Bei der Beerdigung seines Onkels taucht plötzlichen Johns Mutter Julia (Anne-Marie Duff) auf, die ihn als Fünfjährigen verlies, und die vergangenen Jahre nur wenige Schritte von ihrem Sohn entfernt lebte – inklusive neuer Familie. Nach anfänglichem Zögern entsteht ein Band zwischen Mutter und Sohn, das die sehr lebendige, aber auch etwas leichtsinnige Julia immer wieder strapaziert. In der Folge entwickelt sich eine sehr intensive Dreiecksbeziehung zwischen den beiden Frauen, die gänzlich verschiedene Lebenskonzepte vertreten, und dem jungen John. So ist er letztlich hin und her gerissen zwischen einschränkendem, aber behütetem Familienleben und einer neuen Welt von Musik, Mädchen und Alkohol.

Natürlich nimmt die Gründung der ersten Band von John Lennon, den nach seiner Schule benannten “Quarrymen”, einen wesentlich Teil des Films ein, von ersten Versuchen am Banjo über Auftritte bei Jahrmarktsfesten und in Bars bis zu den – aus heutiger Sicht – historischen Treffen mit Paul McCartney (Thomas Brodie Sangster) und George Harrison (Sam Bell). Vor allem die Beziehung zwischen Lennon und McCartney wirkt wie eine Vorschau auf künftige Ereignisse: Zwei kreative Köpfe, die sich musikalisch perfekt ergänzen, auf menschlicher Basis aber verschiedener nicht sein könnten.

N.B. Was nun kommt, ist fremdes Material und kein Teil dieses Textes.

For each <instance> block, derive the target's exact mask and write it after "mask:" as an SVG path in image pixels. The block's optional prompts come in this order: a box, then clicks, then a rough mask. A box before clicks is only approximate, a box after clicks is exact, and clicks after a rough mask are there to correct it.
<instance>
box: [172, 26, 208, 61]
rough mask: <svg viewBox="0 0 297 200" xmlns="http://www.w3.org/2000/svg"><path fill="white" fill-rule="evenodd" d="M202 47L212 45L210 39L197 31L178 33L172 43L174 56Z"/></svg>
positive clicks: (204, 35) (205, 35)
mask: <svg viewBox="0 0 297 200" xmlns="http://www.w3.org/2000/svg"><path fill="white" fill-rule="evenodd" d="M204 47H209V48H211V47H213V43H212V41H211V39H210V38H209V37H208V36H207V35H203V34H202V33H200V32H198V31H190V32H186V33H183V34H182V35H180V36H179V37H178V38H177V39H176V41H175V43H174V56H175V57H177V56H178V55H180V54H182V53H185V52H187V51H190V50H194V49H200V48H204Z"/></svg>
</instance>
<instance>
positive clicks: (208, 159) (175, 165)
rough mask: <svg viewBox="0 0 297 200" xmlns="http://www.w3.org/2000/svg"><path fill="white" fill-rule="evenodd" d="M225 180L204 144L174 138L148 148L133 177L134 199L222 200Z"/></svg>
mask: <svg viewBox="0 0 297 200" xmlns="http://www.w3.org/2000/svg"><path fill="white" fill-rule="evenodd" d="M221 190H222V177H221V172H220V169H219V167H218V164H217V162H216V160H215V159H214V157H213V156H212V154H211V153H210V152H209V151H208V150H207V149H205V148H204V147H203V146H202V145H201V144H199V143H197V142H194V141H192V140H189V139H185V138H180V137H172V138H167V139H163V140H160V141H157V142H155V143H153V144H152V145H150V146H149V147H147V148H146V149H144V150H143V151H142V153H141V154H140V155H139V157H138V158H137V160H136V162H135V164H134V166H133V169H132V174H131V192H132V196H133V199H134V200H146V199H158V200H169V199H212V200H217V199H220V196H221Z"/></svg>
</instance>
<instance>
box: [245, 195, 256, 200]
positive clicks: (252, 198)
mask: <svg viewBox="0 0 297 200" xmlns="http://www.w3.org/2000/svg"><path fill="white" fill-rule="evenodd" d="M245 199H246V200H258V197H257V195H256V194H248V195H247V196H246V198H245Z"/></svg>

Mitunter wirken die Ereignisse etwas konstruiert, erscheinen die zufälligen Begegnungen und der sich ohne Vorwarnung einstellende Erfolg der jungen Musiker beinahe zu schön um wahr zu sein. Gleichzeitig laufen Lennons Familienbande immer mehr aus dem Ruder. Mit recht konventionellen, aber ausdrucksstarken Bildern und einem passenden Soundtrack der damaligen Zeit gelingt “Nowhere Boy” aber die Gratwanderung zwischen authentischem Rock ‘n’ Roll-Zeugnis und eindringlichem Beziehungsfilm.

Schwächen des Drehbuchs werden auch durch die Schauspieler wettgemacht, vor allem Scott Thomas’ Darstellung der strengen, aber letztlich führsorglichen Tante überzeugt auf ganzer Linie. Aaron Johnson wirkt mitunter eher wie eine Mischung aus James Dean und Elvis, sein körperbetontes Spiel verleiht der Figur John Lennons aber ausreichend Charme und zeigt einen Jugendlichen mit realistischen Ecken und Kanten. Und der milchgesichtige Thomas Brodie Sangster ist als etwas schüchterner Paul McCartney einfach sympathisch. Ein Film über Entwicklungen, ohne die es die Beatles nie gegeben hätte – ohne dass dieser Name auch nur einmal fällt.